Why this matters Probing the structure of proteins and complexes remains a bottleneck for biology and drug discovery. This project provides openly available models and tooling that aim to close the gap between research-grade folding systems and practical, application-ready predictions — especially for antibody–antigen complexes and ligand-aware plausibility checks.
What Sets It Apart
- Published multi-release model lineage with measurable gains: protenix-v2 (≈464M params, 2026-04-08) improves antibody–antigen success rates and ligand plausibility versus earlier releases, while protenix-v1 matches or exceeds contemporaneous benchmarks under similar data cutoffs.
- Reproducible evaluation and datasets: PXMeter and curated benchmark sets are released alongside the code to standardize comparisons and remove experimental artifacts, so you can trust cross-model comparisons are comparable and reproducible.
- Practical inference features: support for MSA/RNA MSA, templates, inference-time sampling scaling, atom-level contact/pocket constraints, and performance-focused optimizations (kernel fusion, TF32 acceleration) — meaning better quality under realistic compute budgets.

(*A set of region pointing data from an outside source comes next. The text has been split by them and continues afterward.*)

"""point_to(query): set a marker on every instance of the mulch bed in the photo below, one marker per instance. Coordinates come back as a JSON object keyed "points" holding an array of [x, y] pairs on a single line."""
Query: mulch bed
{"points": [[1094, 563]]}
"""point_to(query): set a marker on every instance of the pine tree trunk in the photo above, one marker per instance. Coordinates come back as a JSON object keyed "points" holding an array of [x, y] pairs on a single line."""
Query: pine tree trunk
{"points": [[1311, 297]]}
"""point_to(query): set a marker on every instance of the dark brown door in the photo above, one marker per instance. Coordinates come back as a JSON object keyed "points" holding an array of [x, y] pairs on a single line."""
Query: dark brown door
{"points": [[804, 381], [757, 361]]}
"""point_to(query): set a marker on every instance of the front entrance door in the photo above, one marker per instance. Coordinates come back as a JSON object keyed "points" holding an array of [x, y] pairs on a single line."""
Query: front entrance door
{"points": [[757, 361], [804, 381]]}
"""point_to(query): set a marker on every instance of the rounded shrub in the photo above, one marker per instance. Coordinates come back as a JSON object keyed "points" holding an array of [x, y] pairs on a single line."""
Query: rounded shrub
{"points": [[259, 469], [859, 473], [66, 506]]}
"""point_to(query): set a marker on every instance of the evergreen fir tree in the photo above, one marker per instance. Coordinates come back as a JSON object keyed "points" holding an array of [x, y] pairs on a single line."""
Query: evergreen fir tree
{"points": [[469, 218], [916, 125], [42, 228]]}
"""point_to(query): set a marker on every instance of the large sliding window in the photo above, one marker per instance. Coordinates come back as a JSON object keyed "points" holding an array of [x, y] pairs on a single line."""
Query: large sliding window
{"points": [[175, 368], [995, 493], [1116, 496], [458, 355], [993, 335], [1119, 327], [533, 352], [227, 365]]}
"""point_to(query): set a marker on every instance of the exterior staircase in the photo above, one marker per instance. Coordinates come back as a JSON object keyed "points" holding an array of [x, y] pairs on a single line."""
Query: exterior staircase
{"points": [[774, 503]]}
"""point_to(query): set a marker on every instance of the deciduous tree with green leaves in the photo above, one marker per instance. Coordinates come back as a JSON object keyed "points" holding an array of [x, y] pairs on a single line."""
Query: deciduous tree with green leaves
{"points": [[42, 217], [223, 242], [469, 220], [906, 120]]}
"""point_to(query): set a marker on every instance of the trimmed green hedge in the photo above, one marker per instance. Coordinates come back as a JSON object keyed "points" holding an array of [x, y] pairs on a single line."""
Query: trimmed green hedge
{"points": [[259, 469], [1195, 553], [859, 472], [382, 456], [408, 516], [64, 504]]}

- Design & downstream tools: companion projects (PXDesign, Protenix-Dock) enable de novo binder design and classical docking workflows, connecting structure prediction to experimental design and ligand docking pipelines.
Who It's For and Trade-offs
Great fit if you need an open, reproducible structure-prediction stack for research or applied bioengineering (antibody design, binder discovery, ligand plausibility) and you want to run or reproduce published benchmarks. It’s also useful when inference-time sampling and constraint-based refinement matter for challenging targets. Look elsewhere if you require minimal setup for trivial single-chain folding (lightweight single-model runners) or if you need commercial support/SLAs — this repository is research-focused and assumes familiarity with model inference pipelines, MSAs, and occasional heavy compute for large-scale sampling.
Where It Fits
Positioned between research reproductions of AlphaFold3-scale systems and application-oriented design tools: it reproduces and extends large-parameter folding models while providing evaluation and design toolkits that bridge prediction to experimental testing.
Method snapshot
The codebase bundles model implementations, training/inference pipelines, and released checkpoints with clear training-data cutoff metadata (e.g., 2021-09-30 and a later 2025-06-30 trained variant). The project emphasizes inference-time strategies (sampling budgets, constraint inputs) and engineering optimizations to make higher-accuracy sampling cost-effective for practical use.